WASHINGTON - Direktur Pelaksana Dana Moneter Internasional atau International Monetary Fund (IMF), Kristalina Georgieva mengatakan, perekonomian global telah terbukti sangat tangguh dalam menghadapi perang yang terus berlanjut di Gaza dan Ukraina, serta gangguan terhadap jalur perdagangan.

Namun, Georgieva pada hari Minggu (11/2) memperingatkan, konflik di Gaza dan "tsunami" perubahan pasar tenaga kerja yang didorong oleh risiko dari kecerdasan buatan atau Artificial Intelligence (AI) merupakan ancaman terbesar terhadap pertumbuhan ekonomi global.

Saat berpidato di Forum Fiskal Arab di Dubai, Georgieva, menyarankan peta jalan keluar dari ketidakpastian ekonomi di wilayah tersebut.

Dikutip dari The National News, forum tersebut merupakan bagian dari sesi pra-KTT yang diadakan menjelang KTT Pemerintah Dunia selama tiga hari, yang secara resmi dimulai pada hari Senin di Madinat Jumeirah.

Meskipun demikian, satu dekade pertumbuhan yang lambat akan terjadi seiring dengan upaya negara-negara untuk melakukan diversifikasi ekonomi dan memanfaatkan tren teknologi baru.

"Meskipun ketidakpastian masih tinggi, yang dipicu oleh perkembangan tragis konflik Gaza-Israel, kami lebih yakin terhadap prospek ekonomi global. Perekonomian global secara mengejutkan sangat tangguh dan dengan inflasi yang terus menurun, kita sedang menuju soft landing pada tahun 2024," katanya.

Proyeksi Pertumbuhan

Menurutnya, IMF memproyeksikan pertumbuhan tahun ini sebesar 3,1 persen, namun belum bisa mengumumkan sebelum waktunya.

"Prospek pertumbuhan menengah masih lemah, yaitu sekitar 3 persen dari tahun ke tahun dibandingkan dengan rata-rata historis sebesar 3,8 persen pada dekade sebelum pandemi," ujarnya.

"Prospek untuk meningkatkan pertumbuhan masih dibayangi oleh tingginya suku bunga dan, yang sangat penting, oleh kebutuhan untuk memulihkan keberlanjutan fiskal."

"Beralih ke prospek jangka pendek di Timur Tengah dan Afrika Utara, kami memperkirakan pertumbuhan PDB akan mencapai 2,9 persen tahun ini. Ini lebih tinggi dibandingkan tahun lalu, namun di bawah proyeksi bulan Oktober kami," tuturnya.

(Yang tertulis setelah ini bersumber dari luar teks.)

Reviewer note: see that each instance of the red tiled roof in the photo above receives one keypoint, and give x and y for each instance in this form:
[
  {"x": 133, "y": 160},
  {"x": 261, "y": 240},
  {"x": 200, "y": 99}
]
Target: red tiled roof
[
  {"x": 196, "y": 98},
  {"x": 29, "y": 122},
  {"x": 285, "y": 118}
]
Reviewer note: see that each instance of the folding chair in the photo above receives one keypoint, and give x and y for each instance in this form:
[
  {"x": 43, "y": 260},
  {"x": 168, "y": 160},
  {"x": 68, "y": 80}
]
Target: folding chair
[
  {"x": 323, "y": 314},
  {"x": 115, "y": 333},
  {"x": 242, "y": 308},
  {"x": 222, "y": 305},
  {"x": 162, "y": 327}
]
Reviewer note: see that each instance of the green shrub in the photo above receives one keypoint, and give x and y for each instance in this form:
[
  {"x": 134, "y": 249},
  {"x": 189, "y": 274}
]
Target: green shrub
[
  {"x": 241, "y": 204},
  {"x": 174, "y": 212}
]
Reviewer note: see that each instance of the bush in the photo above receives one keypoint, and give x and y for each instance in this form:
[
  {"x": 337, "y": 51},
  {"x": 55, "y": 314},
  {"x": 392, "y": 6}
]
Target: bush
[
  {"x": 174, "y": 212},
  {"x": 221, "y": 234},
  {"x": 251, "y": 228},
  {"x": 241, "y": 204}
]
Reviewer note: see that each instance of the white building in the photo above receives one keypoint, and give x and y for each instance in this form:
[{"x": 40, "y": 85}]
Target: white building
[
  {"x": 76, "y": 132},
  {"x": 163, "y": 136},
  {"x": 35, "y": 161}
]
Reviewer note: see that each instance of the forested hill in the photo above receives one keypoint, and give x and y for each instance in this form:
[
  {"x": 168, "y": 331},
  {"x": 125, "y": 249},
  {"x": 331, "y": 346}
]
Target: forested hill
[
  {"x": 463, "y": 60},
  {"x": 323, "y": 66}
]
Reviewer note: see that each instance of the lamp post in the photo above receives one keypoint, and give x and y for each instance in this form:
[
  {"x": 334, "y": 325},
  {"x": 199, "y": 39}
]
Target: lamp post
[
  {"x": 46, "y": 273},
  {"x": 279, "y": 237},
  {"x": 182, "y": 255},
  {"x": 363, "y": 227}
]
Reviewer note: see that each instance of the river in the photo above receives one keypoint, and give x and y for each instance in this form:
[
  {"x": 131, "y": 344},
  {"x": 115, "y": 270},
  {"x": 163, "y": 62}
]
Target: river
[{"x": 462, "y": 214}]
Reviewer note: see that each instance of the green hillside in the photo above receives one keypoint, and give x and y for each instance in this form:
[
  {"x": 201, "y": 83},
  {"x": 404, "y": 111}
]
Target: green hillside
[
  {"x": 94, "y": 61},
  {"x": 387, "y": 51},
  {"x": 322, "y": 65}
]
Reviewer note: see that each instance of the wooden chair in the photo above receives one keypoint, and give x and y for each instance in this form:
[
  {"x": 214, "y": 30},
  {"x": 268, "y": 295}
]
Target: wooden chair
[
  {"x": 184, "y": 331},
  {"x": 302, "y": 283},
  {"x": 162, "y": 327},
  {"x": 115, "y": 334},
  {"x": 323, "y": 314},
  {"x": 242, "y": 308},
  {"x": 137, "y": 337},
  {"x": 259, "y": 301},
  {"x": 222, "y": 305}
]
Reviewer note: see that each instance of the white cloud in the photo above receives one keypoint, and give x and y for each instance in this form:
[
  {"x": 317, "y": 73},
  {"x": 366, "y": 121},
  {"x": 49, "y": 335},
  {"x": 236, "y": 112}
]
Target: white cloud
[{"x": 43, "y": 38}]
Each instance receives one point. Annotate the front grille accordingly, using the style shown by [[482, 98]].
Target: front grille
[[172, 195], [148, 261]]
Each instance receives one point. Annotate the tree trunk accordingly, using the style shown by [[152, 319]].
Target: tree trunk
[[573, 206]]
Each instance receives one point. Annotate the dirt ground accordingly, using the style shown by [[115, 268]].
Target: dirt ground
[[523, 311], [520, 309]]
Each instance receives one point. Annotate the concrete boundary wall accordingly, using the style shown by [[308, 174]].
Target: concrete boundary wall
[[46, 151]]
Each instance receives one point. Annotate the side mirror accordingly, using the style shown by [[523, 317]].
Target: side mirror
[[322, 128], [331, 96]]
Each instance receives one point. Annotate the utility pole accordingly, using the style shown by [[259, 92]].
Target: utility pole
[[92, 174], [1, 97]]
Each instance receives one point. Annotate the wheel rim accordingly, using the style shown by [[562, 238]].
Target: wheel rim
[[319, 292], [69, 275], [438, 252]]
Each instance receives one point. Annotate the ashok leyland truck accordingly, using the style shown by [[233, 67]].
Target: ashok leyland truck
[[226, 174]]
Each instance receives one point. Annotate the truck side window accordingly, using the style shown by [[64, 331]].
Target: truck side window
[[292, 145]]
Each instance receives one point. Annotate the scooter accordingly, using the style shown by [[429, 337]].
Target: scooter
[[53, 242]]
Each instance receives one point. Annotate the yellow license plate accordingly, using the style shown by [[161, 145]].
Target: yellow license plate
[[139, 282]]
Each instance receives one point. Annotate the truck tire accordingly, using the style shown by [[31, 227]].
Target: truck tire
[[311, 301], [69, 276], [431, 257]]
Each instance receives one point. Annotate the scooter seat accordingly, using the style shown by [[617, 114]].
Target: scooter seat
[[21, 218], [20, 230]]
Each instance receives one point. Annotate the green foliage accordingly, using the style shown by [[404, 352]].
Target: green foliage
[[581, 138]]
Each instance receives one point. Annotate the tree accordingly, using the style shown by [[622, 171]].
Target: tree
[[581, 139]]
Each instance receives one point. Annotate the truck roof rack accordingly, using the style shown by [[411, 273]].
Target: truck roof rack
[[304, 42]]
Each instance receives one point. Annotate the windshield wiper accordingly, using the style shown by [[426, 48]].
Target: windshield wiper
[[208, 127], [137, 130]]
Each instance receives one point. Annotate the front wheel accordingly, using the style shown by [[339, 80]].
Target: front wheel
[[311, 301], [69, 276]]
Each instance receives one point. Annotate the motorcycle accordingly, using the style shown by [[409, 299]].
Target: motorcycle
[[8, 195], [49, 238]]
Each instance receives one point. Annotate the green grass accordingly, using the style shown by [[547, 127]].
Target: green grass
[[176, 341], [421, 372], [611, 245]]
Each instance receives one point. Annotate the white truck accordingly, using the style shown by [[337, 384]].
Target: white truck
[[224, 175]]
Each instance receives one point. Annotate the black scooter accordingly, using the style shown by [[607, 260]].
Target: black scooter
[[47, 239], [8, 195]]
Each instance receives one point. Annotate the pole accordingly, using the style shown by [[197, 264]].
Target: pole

Secara ekonomi, dampak konflik ini sangat buruk di Gaza di mana aktivitasnya turun 80 persen dari bulan Oktober hingga Desember dibandingkan tahun sebelumnya. Sementara itu, di Tepi Barat yang diduduki, aktivitas turun sebesar 22 persen.

Prospek perekonomian Palestina yang buruk semakin menurun karena konflik terus berlanjut dan hanya perdamaian dan solusi politik yang bertahan lama yang mungkin akan mengubah prospek ekonomi.